それからどのくらいたったでしょうか。耳をつんざく爆発音とともに、凄い爆風に叩きつけられました。ハッとしたとたん、私の膝を枕に眠っていたフミさんがスーッと立ち上がり、バタッと前のめりに倒れたのです。見たら、頭のてっぺんをえぐり取られ、表皮はたれさがり、顔が無くなっているのです。
私はあわてふためき「やられた、誰か来て」と大声で泣き叫びました。そしたら隣にいた衛生兵が「静かにしろ! 騒ぐと叩っ斬るぞ!」と怒鳴ったのです。

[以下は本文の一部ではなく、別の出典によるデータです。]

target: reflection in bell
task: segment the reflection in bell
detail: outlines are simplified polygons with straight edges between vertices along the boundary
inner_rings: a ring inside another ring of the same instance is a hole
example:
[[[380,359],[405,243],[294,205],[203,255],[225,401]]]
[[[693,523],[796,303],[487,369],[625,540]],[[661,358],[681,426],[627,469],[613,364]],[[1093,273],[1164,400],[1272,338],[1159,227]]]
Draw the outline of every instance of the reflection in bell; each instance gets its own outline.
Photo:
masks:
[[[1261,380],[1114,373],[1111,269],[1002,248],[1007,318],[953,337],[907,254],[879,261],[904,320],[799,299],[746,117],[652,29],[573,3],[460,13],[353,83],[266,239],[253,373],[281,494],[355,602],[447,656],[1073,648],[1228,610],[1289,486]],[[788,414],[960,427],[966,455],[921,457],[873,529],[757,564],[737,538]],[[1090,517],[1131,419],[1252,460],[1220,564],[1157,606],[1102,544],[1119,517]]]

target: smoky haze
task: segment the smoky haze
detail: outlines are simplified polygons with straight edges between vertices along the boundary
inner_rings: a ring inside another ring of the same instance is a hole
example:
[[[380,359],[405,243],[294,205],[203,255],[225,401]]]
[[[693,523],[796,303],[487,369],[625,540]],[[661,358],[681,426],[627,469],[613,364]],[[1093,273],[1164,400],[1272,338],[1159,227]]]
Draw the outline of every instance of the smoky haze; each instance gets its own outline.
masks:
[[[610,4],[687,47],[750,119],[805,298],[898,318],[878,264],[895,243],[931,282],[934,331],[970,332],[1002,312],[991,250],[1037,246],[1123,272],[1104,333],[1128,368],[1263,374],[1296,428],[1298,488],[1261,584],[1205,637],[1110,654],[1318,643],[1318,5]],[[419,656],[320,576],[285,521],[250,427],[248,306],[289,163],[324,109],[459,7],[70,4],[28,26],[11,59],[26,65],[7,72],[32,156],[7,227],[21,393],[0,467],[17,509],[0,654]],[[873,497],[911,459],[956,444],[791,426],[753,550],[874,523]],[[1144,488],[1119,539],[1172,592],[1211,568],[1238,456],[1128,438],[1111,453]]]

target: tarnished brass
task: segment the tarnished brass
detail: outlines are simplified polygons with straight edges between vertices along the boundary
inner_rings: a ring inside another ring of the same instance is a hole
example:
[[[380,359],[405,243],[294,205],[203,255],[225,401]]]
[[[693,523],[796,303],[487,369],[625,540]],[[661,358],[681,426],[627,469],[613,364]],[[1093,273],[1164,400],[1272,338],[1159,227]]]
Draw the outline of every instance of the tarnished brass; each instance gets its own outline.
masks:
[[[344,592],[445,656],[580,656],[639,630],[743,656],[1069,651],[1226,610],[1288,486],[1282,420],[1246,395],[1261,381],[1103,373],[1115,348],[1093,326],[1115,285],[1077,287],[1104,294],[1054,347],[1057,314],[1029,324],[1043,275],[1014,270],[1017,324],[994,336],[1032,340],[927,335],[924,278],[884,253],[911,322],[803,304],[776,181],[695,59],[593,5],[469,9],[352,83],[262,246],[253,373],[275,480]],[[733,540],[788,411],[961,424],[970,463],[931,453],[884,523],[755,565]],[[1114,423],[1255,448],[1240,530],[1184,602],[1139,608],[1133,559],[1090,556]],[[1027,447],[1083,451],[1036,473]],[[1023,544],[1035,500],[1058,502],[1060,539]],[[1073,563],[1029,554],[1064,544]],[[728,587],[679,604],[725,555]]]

◇顔がシャモジになった 16才 一高女4年 第2外科勤務
「待っていてね。私が軍医殿を連れてくるから。」知念さんはそのまま戻ってきませんでした。私の右隣にいた看護婦は、一言もなくスッと立ち上がったわけです。そしてクルクルと回ってバタッと倒れました。見たら、破片で顔を、鼻も目も口も何もかも全部やられていました。しゃもじみたいに平たくなって…。
もう一人、太った看護婦でしたが、その人はバサッとお尻を全部裂かれて、はじめは真っ白くしていたわけです。脂がにじんでいる感じです。しばらくしてその白いところからビューッと血が噴き出し、バタッと倒れてそのまま死んでしまって…。